Anyhow:
It occurs to me that I wrote a lot of notes for A Year in the City, the novel that I wrote during my doctorate, and it surprises me how little I do of it now. I suppose part of it is the four years I spent writing it, the endless style techniques I was trying, the theoretical background that went into every chapter. Nothing since then has required such layering, since ferocious rewriting, but then, that is why I did that doctorate, to write a book just like that, to be as indulgent and honest to myself as I could be. It's a shame publishers kept telling me that it was too difficult to sell, that they weren't interested in a mosaic novel, that people couldn't decide if it was a collection or a novel, and that they just didn't like it enough. You can't really overlook the last part, and that's just how it goes, even if it was mostly unsaid. If someone loves a work, they'll put the time in for it, they'll believe in it, and I guess I was the only one who loved it and believed in it, which is sadly the fate of many an author, I suspect.

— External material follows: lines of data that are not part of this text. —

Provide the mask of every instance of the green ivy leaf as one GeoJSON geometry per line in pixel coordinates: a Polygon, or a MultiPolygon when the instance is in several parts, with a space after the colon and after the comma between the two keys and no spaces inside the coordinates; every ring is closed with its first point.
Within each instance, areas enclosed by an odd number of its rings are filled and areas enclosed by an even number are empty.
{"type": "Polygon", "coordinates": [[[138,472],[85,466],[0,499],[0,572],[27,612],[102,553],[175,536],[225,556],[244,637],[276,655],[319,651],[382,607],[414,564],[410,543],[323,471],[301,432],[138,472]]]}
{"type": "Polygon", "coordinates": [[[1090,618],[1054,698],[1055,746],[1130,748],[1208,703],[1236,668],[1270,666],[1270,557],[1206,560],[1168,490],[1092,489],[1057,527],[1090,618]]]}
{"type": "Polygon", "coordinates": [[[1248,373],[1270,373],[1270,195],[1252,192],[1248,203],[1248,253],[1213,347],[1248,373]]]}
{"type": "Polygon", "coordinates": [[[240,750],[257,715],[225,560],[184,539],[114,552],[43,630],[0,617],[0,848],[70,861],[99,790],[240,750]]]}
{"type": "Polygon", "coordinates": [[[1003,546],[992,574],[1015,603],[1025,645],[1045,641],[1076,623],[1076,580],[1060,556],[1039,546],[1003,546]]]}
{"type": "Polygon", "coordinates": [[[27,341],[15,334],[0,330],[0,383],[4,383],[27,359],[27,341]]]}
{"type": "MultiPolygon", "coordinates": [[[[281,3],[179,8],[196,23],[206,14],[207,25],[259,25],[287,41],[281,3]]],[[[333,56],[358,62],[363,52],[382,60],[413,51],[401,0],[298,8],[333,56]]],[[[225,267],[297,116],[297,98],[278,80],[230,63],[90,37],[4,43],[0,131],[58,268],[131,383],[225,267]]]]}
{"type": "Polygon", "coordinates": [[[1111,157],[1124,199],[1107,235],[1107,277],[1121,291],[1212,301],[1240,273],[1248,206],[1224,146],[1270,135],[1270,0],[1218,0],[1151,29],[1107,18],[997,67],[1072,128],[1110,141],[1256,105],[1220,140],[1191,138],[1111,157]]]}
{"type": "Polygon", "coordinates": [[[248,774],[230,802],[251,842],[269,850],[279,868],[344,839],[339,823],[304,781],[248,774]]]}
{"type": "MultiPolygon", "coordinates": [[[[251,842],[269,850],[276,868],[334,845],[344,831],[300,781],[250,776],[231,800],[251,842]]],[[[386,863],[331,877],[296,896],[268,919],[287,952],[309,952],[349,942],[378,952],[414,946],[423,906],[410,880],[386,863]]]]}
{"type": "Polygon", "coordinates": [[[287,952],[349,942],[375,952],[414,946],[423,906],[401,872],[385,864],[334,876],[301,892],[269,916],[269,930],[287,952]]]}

Still, parts of it have appeared in places. 'The Dreaming City' appeared in Leviathan Four: Cities, and was reprinted in the Year's Best Australian Science Fiction and Fantasy, and 'White Crocodile Jazz' appeared in Sprawl and was reprinted in this year's Year's Best volume, though the editors and publisher have since changed. Other parts of it may trickle out over time, I suspect, but I've always resisted, just because I think it holds together better as a whole.
Maybe I'll look into publishing it, myself. It seems a shame for it not to find a tiny audience. But, as always, there is the concern of money, of paying someone to edit it, and to do a cover, and then to print some and do others online, and as work has slowed down for the year, considerations like that will, sadly, have to wait until next year.
Until then, there are notes in the boot of my car to throw out.